Como dizer adeus sem sofrer, amigo Rosalvo Reis?
Uma geração que conheceu a ditadura, vibrou com as “diretas" e viveu a chamada "década perdida" - os anos 80 - começa a desaparecer. A notícia da morte de Rosalvo Reis, nesta quinta-feira, foi um choque. Inteligente, mas rebelde, ele fez parte de um grupo de pessoas que se negou a assistir passivamente o tempo se esgotar no calendário. Ajudou a construir um país melhor. Conquistas que a toda hora, com diversos atores em cena, tentam destruir.
Mas o que Rosalvo fez, afinal, para ser lembrado assim? Tudo o que você faz agora, do seu jeito, apostando no seu trabalho e na educação de seus filhos. Como cada brasileiro anônimo faz todo dia, tecendo cada pedaço de um sonho de um novo Pais.
Com a diferença de que a nossa geração tinha uma causa: a liberdade.
Os anos 80 não foram "uma década perdida”, como revelam livros escritos por aqueles que olharam apenas um lado da história, mas anos dourados. Porque apesar de economia ir mal, a pobreza aumentar, a opressão crescer, pensava-se o amanhã, lutava - se pela liberdade.
Era uma luta por princípios. Não como hoje em que a maior ameaça à democracia (aquela nossa geração conquistou para vocês) é a vaidade dos poderosos. E a vaidade suprime o saber, coloca o direito à serviço de favores de grupos de interesse.
Mas deixem eu falar de Rosalvo. Era garoto nos anos 70 e um jovem afoito na década seguinte.
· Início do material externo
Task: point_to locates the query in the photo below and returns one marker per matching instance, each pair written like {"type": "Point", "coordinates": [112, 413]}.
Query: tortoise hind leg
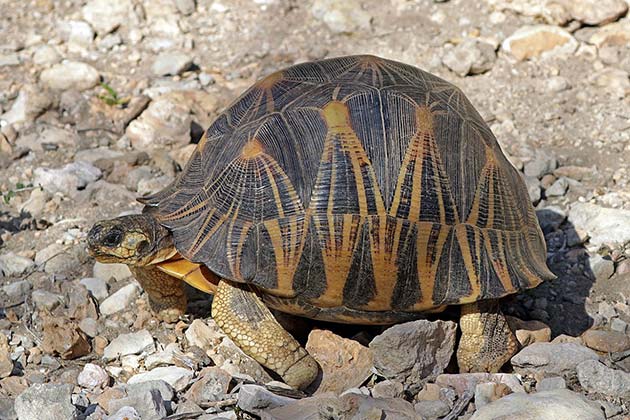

Ele e nós, seus amigos, éramos malucos demais.
O jornalismo, uma vocação - nem salários tínhamos, mas nos achávamos poderosos. Ser admitido como repórter em um dos quatro jornais que circulavam em Manaus abria muitas janelas e fechava inúmeras portas.
Falávamos em liberdade e em revolução. Não tínhamos medo, mas a vida de repórter era difícil. A visibilidade não ajudava a colocar pão na mesa nem levar a namorada ao cinema. Ainda assim, o sonho de liberdade era contagiante.
Uma Igreja Católica forte peitava o governo e de certa forma nos abrigava nos grupos de jovens. Líamos, sofríamos e aprendíamos muito.
E tínhamos fome, que o salário atrasado do jornal não saciava. Rosalvo foi dar aulas de física no Curso Einstein e eu consegui uma vaga para fazer o jornalzinho do curso - “O Linguarudo”.
Depois nos afastamos. O encontrei já envelhecido há cinco amos, doente, mas rebelde.
A morte dele, em razão de ataque cardíaco, não foi seguramente porque o marca-passo que implantara envelheceu. Ele continuou teimoso e flertou com a morte.
Dói sua partida e dói mais ainda saber que essa geração que construiu esse País para vocês está morrendo.
Esse País que dois grupos que não se calam, não se falam, não se cruzam, não estendem as mãos, estão destruindo.
Adeus amigo. Caminhe em paz nesse novo mundo…
Raimundo de Holanda é jornalista de Manaus. Passou pelo "O Jornal", "Jornal do Commercio", "A Notícia", "O Estado do Amazonas" e outros veículos de comunicação do Amazonas. Foi correspondente substituto do "Jornal do Brasil" em meados dos anos 80. Tem formação superior em Gestão Pública. Atualmente escreve a coluna Bastidores no Portal que leva seu nome.